By refusing to admit what he already seems to know — that he could lose this election legitimately — President Donald Trump is up to his old tricks.
In March 2016, he warned of mob violence on his behalf if he failed to secure the nomination at the GOP convention. "I think you’d have riots," Trump said. " ... I’m representing a tremendous many, many millions of people."
At the time, he ditched his promise to support the Republican nominee if it was not him. "No, I don't anymore," Trump said when asked if he was sticking to the pledge made by other candidates. "No, we'll see who it is."
In October 2016, Trump refused to commit himself to conceding the race if Hillary Clinton won. "I will totally accept the results of this great and historic presidential election — if I win," he teased.

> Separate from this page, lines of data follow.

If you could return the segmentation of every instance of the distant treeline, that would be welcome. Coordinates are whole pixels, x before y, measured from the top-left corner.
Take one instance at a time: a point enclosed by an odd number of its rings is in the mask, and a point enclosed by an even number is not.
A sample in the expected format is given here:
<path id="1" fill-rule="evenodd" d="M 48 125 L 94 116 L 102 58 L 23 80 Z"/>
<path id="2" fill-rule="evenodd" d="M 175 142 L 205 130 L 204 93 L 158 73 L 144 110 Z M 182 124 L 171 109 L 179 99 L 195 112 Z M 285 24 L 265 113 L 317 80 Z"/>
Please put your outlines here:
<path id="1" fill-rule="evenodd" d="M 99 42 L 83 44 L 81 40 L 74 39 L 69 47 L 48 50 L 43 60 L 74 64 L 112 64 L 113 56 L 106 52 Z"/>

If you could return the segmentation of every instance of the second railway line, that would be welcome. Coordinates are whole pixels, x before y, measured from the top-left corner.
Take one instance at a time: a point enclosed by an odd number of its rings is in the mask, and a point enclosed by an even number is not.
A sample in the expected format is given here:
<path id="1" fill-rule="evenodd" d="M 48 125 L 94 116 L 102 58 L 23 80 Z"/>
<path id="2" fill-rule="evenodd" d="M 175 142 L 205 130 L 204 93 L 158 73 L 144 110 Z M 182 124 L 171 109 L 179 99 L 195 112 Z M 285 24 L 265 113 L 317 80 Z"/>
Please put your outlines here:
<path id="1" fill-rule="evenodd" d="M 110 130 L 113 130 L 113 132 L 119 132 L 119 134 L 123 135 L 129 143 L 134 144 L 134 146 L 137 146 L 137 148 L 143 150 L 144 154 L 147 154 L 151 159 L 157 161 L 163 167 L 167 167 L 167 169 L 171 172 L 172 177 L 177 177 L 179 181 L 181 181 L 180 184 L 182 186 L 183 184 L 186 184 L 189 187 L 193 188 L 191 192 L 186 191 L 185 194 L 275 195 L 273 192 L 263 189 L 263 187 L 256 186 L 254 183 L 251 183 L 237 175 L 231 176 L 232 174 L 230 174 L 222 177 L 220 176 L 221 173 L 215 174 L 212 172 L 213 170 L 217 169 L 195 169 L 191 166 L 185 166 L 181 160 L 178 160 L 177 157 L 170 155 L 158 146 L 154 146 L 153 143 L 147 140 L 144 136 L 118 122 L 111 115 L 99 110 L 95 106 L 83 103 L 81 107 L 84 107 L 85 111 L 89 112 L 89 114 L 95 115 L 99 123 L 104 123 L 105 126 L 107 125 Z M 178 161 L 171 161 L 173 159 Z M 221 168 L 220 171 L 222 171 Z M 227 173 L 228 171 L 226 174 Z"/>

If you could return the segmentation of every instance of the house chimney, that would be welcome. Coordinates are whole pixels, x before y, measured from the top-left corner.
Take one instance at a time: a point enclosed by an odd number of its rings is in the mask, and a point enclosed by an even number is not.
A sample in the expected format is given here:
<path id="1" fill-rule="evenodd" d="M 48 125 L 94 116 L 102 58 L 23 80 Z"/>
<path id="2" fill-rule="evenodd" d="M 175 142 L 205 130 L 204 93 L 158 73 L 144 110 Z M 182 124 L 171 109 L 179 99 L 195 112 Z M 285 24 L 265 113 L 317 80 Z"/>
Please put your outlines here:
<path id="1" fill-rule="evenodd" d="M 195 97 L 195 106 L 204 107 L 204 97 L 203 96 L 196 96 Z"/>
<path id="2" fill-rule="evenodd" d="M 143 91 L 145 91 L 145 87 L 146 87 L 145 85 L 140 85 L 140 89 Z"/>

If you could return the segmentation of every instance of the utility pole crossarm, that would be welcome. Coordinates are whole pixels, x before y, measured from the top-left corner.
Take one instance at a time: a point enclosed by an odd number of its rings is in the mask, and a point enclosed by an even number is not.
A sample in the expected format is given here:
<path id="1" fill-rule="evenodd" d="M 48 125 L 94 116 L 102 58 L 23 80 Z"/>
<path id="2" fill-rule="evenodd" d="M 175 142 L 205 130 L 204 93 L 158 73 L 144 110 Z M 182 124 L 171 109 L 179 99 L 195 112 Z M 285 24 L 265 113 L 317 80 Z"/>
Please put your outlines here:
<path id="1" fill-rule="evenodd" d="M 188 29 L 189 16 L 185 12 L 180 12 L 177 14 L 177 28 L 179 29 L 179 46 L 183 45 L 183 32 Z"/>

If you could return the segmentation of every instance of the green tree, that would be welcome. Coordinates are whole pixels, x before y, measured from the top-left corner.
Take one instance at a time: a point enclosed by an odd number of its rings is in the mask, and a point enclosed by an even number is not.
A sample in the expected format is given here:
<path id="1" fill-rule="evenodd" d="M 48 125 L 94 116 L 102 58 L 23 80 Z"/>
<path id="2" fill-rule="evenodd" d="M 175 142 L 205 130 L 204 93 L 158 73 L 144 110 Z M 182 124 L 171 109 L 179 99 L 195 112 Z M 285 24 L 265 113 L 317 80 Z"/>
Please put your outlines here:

During a debate during that campaign, he said, "I’ll keep you in suspense."
Trump displayed the same attitude on Wednesday when he was asked whether he would commit to a peaceful transfer of power. "You’ll have a very peaceful — there won’t be a transfer, frankly," he said. "There’ll be a continuation. The ballots are out of control ...
"We're going to have to see what happens."
He said Thursday as Republicans in Congress rebuked that comment: "We want to make sure that the election is honest, and I’m not sure that it can be."
Taking this evasive tack has different implications when he's running as the incumbent. Refusing to concede defeat may mean clinging to the White House as if it is one of his real estate properties.
He's already shown willingness to use his office to promote the faction of the electorate that he controls, as opposed to the whole country. Could it come down to force? At no time has he encouraged the American people to simply trust the legal process.
Maybe Trump channels the Rev. Norman Vincent Peale’s "power of positive thinking" to cancel and deny the reality that he could lose a fair election. Trump's family belonged to Peale's church in Manhattan, where the minister taught "prosperity gospel."
Or maybe it's the residue of his late lawyer-mentor Roy Cohn's reliance on negative thinking. An ally of Sen. Joe McCarthy, Cohn evoked plots and helped deride what McCarthy insisted on calling the "Democrat Party."
If Trump's repeated imaginings of mass "voter fraud" sound delusional, they also may be willful.
A Feb. 7 audio recording released by author Bob Woodward revealed that Trump can acknowledge a huge fact privately — the deadly threat of COVID-19 — while denying it in public for political purposes, even at the cost of American lives.
Only three months ago, Trump cited the prospect of losing when he responded to a question about his barely viable border-wall project. "No, he’ll complete it," Trump said of his Democratic challenger Joe Biden. "You’d have a revolution if they didn’t do it." Days later on Fox News, Trump said: "He's going to be your president because some people don't love me — maybe."
Based on polls and Trump's past habits, it is plausible to consider this scenario: Early election results indicate he's lost, but he refuses to concede and runs to court as counts of mail-in ballots continue, stalling the inevitable. Ultimately, he faces the outcome under popular duress.
But in this administration, darker alternatives always merit discussion. Arguably the most protected man in the hemisphere, Trump casually tosses around talk of force and violence, even if his murkiest threats often prove hollow.
Part of what Trump suggested on Wednesday rings true. The ballots are indeed "out of control" — that is, out of his exclusive control.
And he's only stating the obvious when he says we are all "going to have to see what happens." If he wins, we can expect him to keep his ruling faction in charge of the White House.